God spooks us for a reason, and we have a choice to respond or to ignore it. The "God-moments" in my life, the spooks, happened at various times, all out of the blue, all causing change. Perhaps I was in the throes of a crisis, paralyzed, utterly unclear which path to take, when the decision came and the words rose, unbidden, from my lips, as I made my choice. Perhaps I was wrought with anxiety, sobbing on the bathroom floor, unable to move forward, when something like a nudge lifted my head, when something like a hug enveloped my heart, and I found the strength to rise. Perhaps I was sitting on my couch reading, alone, at night, when the words on the page unexpectedly struck open the raw place in my heart. In those moments, I stopped trying to understand and I let my emotions react. I let God spook me from my path, change my perspective, and open my heart.

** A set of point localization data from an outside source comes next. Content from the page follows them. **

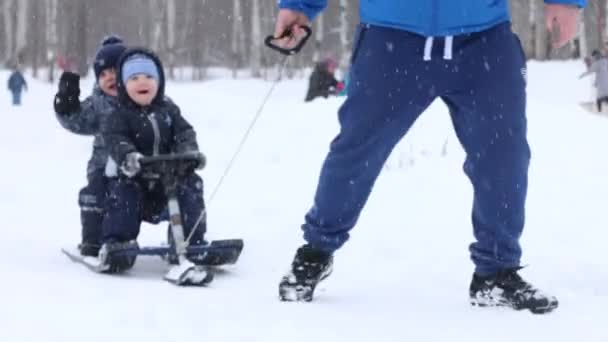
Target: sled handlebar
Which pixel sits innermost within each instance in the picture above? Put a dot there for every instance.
(177, 157)
(269, 41)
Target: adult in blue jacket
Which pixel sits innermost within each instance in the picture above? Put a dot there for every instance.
(405, 55)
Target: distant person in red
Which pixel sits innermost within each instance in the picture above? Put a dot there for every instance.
(322, 80)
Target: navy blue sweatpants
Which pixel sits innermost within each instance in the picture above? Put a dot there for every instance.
(133, 200)
(482, 83)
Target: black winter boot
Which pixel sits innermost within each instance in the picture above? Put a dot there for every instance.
(507, 288)
(117, 257)
(309, 267)
(89, 249)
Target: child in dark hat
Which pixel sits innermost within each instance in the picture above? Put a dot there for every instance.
(85, 118)
(146, 124)
(599, 66)
(322, 81)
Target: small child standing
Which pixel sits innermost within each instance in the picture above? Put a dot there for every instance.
(85, 118)
(599, 66)
(146, 124)
(16, 84)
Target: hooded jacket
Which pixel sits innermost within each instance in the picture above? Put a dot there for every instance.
(158, 128)
(426, 17)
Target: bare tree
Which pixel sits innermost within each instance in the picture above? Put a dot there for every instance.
(238, 37)
(8, 12)
(157, 12)
(255, 57)
(521, 23)
(51, 36)
(541, 36)
(319, 35)
(170, 36)
(344, 33)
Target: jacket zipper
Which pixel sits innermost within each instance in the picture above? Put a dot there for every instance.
(434, 16)
(154, 122)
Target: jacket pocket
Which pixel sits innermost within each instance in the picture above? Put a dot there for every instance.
(359, 35)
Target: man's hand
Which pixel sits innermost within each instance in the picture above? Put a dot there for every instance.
(288, 20)
(561, 21)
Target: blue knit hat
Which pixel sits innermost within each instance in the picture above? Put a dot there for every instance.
(108, 55)
(139, 64)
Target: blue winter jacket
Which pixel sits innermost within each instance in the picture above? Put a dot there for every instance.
(426, 17)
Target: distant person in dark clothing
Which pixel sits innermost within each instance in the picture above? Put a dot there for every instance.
(322, 80)
(599, 66)
(16, 84)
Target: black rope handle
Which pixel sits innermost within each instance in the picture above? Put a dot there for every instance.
(269, 42)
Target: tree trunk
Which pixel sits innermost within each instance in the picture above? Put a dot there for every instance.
(344, 46)
(541, 36)
(592, 18)
(51, 37)
(520, 19)
(21, 32)
(171, 37)
(316, 56)
(7, 10)
(255, 57)
(237, 47)
(157, 15)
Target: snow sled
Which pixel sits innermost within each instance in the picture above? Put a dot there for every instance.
(189, 265)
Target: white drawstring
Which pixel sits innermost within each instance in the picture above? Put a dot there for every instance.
(447, 48)
(428, 48)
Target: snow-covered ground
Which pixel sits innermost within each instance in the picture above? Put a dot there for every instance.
(404, 275)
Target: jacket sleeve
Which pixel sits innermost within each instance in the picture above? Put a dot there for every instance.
(84, 121)
(309, 7)
(579, 3)
(184, 135)
(115, 133)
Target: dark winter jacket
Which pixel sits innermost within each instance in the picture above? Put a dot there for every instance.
(16, 82)
(321, 83)
(152, 130)
(87, 121)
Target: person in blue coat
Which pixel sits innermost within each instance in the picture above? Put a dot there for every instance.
(16, 84)
(405, 55)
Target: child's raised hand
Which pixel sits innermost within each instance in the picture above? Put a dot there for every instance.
(131, 166)
(67, 98)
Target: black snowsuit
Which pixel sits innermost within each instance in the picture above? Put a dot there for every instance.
(151, 130)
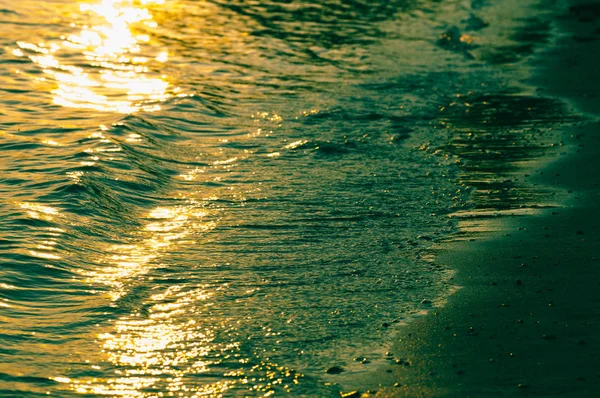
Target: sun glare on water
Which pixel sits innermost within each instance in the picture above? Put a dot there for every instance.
(107, 65)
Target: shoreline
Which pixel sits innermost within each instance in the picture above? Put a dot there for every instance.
(524, 321)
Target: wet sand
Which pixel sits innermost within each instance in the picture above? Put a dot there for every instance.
(526, 321)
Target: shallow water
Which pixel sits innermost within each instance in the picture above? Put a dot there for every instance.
(230, 197)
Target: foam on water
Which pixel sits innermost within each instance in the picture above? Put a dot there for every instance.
(230, 197)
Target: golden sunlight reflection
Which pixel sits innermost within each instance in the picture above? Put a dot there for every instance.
(165, 230)
(105, 66)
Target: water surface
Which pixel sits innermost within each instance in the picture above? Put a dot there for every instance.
(222, 197)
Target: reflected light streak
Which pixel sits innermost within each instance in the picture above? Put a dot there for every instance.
(115, 75)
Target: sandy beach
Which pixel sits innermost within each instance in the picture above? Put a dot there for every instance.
(525, 321)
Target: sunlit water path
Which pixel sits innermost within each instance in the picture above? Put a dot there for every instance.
(204, 198)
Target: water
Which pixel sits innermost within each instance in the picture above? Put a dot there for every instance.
(230, 197)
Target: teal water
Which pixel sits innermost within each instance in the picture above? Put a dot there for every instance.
(227, 198)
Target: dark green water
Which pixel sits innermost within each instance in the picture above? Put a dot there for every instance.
(218, 197)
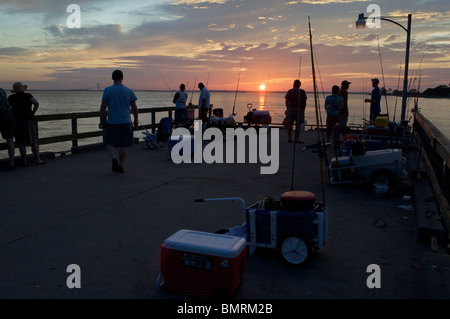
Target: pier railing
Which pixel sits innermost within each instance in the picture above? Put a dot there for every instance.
(75, 136)
(435, 152)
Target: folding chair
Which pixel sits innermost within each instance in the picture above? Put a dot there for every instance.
(161, 136)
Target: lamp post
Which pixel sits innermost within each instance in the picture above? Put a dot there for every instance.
(361, 24)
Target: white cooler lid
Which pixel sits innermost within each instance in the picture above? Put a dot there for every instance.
(206, 243)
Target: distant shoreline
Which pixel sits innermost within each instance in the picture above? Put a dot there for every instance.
(228, 91)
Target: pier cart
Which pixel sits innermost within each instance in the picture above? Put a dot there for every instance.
(379, 167)
(257, 118)
(297, 225)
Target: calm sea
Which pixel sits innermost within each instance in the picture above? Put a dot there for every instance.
(57, 102)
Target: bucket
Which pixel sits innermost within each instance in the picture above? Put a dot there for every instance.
(380, 190)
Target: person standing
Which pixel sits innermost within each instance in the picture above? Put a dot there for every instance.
(203, 103)
(343, 92)
(179, 100)
(25, 106)
(117, 125)
(333, 106)
(375, 100)
(7, 126)
(295, 101)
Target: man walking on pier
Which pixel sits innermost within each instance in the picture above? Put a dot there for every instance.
(118, 128)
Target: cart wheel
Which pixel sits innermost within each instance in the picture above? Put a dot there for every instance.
(382, 177)
(160, 281)
(294, 250)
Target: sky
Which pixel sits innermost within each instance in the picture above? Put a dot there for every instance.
(226, 44)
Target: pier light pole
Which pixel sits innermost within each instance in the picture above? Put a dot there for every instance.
(361, 24)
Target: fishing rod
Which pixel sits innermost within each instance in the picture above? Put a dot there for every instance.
(324, 98)
(418, 88)
(299, 68)
(193, 88)
(398, 87)
(168, 87)
(237, 87)
(207, 81)
(319, 142)
(296, 128)
(382, 73)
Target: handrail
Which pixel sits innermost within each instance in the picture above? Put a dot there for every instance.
(75, 136)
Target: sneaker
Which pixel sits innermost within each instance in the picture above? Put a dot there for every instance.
(115, 166)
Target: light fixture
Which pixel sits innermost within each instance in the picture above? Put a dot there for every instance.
(361, 22)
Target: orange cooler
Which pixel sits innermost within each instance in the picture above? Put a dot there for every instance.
(203, 265)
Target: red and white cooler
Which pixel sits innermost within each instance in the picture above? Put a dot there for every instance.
(203, 265)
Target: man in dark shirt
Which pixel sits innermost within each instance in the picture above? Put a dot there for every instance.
(345, 85)
(24, 106)
(295, 110)
(7, 126)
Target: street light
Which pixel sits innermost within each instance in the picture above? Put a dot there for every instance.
(361, 24)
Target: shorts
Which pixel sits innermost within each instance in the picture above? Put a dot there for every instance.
(203, 114)
(119, 135)
(26, 132)
(7, 125)
(293, 115)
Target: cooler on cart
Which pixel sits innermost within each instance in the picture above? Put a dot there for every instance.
(297, 225)
(202, 265)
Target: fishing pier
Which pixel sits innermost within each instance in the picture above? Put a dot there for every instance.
(74, 210)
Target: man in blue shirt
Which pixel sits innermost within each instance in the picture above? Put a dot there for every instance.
(118, 135)
(375, 100)
(203, 103)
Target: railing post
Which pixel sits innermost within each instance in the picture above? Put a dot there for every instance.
(74, 132)
(153, 122)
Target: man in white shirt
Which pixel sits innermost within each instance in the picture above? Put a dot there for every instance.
(118, 100)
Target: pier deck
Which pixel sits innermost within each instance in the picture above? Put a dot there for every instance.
(74, 210)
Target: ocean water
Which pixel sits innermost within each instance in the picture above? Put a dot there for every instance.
(437, 110)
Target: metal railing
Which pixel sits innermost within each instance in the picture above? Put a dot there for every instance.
(434, 148)
(76, 136)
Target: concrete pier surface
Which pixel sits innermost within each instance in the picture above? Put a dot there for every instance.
(74, 210)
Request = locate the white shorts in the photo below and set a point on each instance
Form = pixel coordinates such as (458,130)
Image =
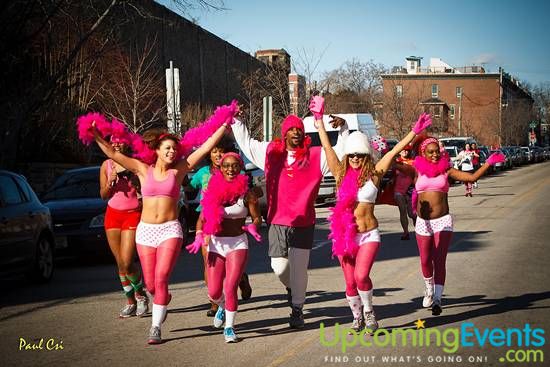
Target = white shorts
(427,227)
(225,245)
(153,235)
(371,236)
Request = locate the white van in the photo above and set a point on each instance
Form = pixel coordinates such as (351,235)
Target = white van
(356,121)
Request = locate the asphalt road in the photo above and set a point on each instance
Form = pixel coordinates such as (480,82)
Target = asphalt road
(497,283)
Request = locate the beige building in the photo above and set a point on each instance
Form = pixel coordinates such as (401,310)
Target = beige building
(463,101)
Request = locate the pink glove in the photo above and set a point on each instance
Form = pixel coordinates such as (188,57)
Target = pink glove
(197,244)
(422,123)
(496,158)
(251,228)
(317,107)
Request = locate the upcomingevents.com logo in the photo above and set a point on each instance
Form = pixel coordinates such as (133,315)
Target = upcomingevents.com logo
(521,344)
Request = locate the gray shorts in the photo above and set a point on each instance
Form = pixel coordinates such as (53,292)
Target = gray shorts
(283,237)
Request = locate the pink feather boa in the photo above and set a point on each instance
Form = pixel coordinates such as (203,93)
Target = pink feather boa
(343,228)
(220,192)
(84,127)
(427,168)
(196,136)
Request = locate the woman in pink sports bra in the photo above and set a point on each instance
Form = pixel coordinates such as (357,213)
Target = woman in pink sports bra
(434,224)
(227,202)
(354,227)
(121,220)
(159,235)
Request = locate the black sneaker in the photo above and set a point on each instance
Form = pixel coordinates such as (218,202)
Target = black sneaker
(296,320)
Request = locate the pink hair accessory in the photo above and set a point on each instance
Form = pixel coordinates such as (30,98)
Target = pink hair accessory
(119,133)
(290,122)
(427,142)
(196,136)
(84,127)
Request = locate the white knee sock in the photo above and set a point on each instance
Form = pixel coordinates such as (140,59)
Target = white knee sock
(281,268)
(366,298)
(159,311)
(438,291)
(355,305)
(299,261)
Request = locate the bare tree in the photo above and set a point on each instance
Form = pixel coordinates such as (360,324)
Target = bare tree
(134,90)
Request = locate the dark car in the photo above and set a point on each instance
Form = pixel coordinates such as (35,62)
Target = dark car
(78,211)
(26,238)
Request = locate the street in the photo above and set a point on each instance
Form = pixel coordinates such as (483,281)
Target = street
(497,277)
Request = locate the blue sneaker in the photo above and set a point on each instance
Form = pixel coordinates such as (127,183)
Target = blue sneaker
(229,335)
(219,318)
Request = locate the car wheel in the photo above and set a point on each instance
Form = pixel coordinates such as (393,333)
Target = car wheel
(42,269)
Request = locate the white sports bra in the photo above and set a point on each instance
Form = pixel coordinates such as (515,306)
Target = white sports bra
(367,193)
(236,211)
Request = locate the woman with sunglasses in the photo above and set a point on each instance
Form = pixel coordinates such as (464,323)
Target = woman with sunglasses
(123,213)
(354,227)
(227,202)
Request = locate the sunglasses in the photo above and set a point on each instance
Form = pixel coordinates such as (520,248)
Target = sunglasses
(235,166)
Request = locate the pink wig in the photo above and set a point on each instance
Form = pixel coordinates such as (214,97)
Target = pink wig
(196,136)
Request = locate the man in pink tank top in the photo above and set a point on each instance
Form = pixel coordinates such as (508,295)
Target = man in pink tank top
(293,172)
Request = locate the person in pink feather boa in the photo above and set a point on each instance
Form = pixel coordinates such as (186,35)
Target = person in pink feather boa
(161,169)
(353,225)
(227,202)
(434,224)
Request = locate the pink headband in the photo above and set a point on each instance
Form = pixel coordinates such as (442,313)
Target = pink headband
(289,122)
(234,155)
(427,142)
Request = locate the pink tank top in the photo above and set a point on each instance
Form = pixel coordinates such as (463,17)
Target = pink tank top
(439,183)
(125,195)
(167,187)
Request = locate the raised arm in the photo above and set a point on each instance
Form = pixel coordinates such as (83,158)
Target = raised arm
(253,149)
(131,164)
(423,122)
(187,164)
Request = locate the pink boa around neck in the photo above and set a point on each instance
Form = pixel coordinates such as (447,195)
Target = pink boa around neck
(196,136)
(84,127)
(429,169)
(220,192)
(343,228)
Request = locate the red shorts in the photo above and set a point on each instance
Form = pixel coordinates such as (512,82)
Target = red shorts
(121,219)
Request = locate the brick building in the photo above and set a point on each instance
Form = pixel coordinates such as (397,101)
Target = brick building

I opened up my heart to my own failings and to God's immense love of me, in spite of all of them. Sitting alone, sobbing, I didn't analyze or intellectualize; I just felt the immense presence of God.  I just felt reality.  

Many things might have spooked me, my own fear, my own desperation, my own latent passions hidden within me.  I do not know for sure that it was God that lighted up my fear in order to change my mindset.  I do not know for sure, but I choose to believe that, perhaps, it was God.   I believe, perhaps, God is what sparked the spook, what ignited my deep-seated, but long ignored, desire for something deeper, my longing for a connection with the world, for a relationship with the eternal.  Perhaps God spooks us to jar us out of our daily existence, to fan the light of life within us, to quicken the pulse, to lighten the feet, to shorten the breath.  Perhaps God uses our spooks to shape us.  In the moments I’ve been spooked by the mystery hard enough to take notice, my defenses fail, my heart opens, and my perception clears.  In the breathless moment, I see with clarity and I respond.  As my heart-rate settles, I am not quite the same as before the spook.  I am just a little bit more alive, a little bit more transcendent.  


One of my good friends, a psychologist, told me that fear is the great motivator; we only make positive changes in our lives when we are too afraid NOT to make the change.  When God spooks me, I want to feel the fear, I want to let it change my path.  I want my flight reflex to kick in and lead me closer to the eternal.  Perhaps God is begging us, haunting us, spooking us into noticing him.  And, perhaps, when we allow ourselves to be spooked, perhaps, we find the God we didn’t know we were seeking.


Schendizielos, E.N. (Ed.). (2015).  It Spooks:  Living in Response to an unheard call.  Rapid City, SD:  Shelter50.